Ich war überrascht, wie unterschiedlich die einzelnen Vans dekoriert waren – einige waren sehr einfach eingerichtet, andere zugepflastert mit Surf- und Musikpostern und Zeug, das die Besitzer unterwegs gefunden hatten. Sie waren eine Verlängerung ihrer Persönlichkeit. Wenn sie die Türen öffnen, weißt du nie, was dich erwartet. Manche hatten ihren Vans sogar Namen gegeben. Damit waren sie eine Art Reisebegleiter.
**Warum hast du sie für dein Buch interviewt? Das ist ja eher untypisch für einen Bildband.
**Ohne die Interviews würde man nur Surfer und Vans sehen und nicht unbedingt die Verbindung dazwischen verstehen. Wenn man durch die Interviews merkt, wie spannend das Leben dieser Surfer ist, versteht man vielleicht die Faszination des Fotografen.
Diese Leute sind nicht obdachlos, sie alle haben Teilzeitjobs, vor allem im Surfbereich: Sie arbeiten in Surfshops oder stellen Bretter her. Sie haben sich bewusst für dieses Leben entschieden.
**Die Bilder haben eine gewisse Zeitlosigkeit.
**Ich finde super, dass man bei dieser Gruppe von Surfern unmöglich sagen kann, aus welcher Ära sie stammen. Die stehen alle auf Vintage-Klamotten und ihre Frisuren sehen oft aus wie aus den 70ern. Außerdem fahren viele von ihnen alte Vans aus den 60ern und 70ern. Das war schon wie eine kleine Zeitreise.
**Das Buch enthält Porträts, Sportfotos und Bilder, die übermalt wurden. Eine wilde Mischung.

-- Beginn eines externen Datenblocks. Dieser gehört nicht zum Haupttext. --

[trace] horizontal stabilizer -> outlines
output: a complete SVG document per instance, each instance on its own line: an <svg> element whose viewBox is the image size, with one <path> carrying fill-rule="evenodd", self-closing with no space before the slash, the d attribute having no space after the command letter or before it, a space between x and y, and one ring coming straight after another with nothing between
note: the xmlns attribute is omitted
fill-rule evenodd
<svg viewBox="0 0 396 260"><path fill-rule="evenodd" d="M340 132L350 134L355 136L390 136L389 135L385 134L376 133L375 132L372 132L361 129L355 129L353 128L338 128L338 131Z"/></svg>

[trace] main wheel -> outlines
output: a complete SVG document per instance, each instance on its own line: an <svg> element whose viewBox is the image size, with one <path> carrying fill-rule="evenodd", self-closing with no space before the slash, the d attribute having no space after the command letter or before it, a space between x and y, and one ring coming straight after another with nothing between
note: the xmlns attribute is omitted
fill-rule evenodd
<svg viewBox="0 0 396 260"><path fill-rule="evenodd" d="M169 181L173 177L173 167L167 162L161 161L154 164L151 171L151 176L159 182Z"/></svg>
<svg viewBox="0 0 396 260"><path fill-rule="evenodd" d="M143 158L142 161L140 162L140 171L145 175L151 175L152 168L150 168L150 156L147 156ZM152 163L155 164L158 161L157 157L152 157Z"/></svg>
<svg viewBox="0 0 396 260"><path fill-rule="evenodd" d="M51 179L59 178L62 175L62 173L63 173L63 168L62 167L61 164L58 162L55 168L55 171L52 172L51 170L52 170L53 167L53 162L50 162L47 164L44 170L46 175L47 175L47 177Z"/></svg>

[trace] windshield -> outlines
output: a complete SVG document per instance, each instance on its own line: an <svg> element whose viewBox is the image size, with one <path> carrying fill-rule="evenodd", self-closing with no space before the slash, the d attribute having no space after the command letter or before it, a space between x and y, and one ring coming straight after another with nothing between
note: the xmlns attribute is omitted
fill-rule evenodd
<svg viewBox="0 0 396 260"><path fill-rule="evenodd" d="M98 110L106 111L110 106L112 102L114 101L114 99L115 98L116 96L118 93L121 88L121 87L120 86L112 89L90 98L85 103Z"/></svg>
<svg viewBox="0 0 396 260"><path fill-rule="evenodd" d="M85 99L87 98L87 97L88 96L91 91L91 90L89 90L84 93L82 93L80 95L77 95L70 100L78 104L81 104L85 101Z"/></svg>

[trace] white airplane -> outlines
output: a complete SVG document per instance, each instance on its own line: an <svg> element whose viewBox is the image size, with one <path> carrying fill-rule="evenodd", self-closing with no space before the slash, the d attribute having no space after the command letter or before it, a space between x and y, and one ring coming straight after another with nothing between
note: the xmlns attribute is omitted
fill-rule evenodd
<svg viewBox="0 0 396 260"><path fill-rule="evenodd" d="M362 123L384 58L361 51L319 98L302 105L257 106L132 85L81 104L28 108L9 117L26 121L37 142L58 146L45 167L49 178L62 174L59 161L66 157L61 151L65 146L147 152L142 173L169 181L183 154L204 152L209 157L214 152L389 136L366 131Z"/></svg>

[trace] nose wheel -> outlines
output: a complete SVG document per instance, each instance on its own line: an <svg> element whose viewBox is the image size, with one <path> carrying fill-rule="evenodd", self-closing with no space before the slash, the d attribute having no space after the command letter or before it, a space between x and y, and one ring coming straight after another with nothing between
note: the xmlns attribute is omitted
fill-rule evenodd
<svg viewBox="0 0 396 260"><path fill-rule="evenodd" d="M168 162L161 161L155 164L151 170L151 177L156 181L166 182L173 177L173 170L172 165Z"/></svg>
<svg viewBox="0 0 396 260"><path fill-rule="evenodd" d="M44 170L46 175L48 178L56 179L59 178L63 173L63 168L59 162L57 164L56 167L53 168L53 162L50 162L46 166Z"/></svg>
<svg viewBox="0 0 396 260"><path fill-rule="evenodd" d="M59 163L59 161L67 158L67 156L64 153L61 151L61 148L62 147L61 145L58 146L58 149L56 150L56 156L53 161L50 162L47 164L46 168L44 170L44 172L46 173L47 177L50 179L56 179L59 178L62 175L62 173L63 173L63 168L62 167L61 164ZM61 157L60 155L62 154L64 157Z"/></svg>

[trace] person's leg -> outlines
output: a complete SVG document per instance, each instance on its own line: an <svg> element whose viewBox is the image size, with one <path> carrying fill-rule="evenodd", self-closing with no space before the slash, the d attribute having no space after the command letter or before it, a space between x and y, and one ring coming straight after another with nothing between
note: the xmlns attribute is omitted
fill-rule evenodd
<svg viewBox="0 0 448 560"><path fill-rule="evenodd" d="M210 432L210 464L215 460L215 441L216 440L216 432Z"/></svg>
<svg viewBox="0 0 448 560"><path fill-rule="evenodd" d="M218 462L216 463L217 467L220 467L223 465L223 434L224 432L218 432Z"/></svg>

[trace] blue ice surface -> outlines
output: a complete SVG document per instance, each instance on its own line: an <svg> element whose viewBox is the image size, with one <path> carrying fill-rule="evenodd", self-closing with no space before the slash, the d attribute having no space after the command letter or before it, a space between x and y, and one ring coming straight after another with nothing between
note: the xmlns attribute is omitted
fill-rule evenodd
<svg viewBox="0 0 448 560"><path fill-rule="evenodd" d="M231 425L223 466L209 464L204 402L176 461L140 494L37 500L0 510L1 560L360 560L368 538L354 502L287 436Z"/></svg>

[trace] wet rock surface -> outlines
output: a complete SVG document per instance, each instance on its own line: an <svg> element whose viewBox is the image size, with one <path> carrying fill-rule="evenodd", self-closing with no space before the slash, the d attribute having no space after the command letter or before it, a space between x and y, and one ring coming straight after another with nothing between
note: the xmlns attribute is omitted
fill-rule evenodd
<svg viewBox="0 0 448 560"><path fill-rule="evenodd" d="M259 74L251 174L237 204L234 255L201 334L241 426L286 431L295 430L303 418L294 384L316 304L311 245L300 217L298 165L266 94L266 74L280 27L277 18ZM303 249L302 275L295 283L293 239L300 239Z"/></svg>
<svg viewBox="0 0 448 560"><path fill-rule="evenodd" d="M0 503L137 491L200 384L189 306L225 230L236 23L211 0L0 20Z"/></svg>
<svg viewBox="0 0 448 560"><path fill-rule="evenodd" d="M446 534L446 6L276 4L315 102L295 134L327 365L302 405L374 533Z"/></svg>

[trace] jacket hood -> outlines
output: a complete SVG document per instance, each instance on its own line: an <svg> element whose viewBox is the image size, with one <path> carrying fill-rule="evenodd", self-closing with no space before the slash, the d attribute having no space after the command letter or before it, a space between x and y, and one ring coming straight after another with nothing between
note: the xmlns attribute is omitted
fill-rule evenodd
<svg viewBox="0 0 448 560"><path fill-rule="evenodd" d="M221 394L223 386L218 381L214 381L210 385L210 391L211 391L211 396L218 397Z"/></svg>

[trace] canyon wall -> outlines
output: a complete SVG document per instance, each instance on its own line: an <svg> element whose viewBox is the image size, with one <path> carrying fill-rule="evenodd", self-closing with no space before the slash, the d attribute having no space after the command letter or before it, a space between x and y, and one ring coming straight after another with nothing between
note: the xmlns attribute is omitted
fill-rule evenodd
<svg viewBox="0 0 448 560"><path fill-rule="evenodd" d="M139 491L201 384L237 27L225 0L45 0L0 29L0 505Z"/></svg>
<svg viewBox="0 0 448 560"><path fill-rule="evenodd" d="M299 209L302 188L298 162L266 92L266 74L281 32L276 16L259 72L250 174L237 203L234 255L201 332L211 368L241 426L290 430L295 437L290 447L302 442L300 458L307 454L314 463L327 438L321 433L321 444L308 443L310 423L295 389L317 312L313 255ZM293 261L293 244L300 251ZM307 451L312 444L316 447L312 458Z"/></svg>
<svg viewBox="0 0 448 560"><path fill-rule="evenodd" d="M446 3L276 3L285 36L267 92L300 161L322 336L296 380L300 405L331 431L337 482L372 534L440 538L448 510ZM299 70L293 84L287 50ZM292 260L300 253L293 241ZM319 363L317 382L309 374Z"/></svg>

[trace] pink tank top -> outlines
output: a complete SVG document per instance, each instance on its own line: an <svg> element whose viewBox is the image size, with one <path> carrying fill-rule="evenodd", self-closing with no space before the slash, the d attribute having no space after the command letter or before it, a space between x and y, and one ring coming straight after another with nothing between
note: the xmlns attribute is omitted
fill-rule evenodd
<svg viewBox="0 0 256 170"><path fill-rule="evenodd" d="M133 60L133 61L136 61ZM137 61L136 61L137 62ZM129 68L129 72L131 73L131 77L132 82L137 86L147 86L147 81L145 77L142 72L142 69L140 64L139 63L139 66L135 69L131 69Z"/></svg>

**Ich wollte den Spirit des Surfens und den Spirit von Venice Beach einfangen. Das ist ein bunter Ort voller Graffiti, überall ist ein Kleckser Farbe drauf. Für das Buch habe ich mit einem befreundeten Illustrator zusammengearbeitet, Juan Bertoni. Seine Arbeit reflektiert den verspielten Venice-Vibe, den ich wollte. Ich wollte nicht, dass sich das Buch wie ein edles Coffee-Table-Buch anfühlt.
**Würdest du sagen, dass Surfer und das Suferleben missverstanden werden?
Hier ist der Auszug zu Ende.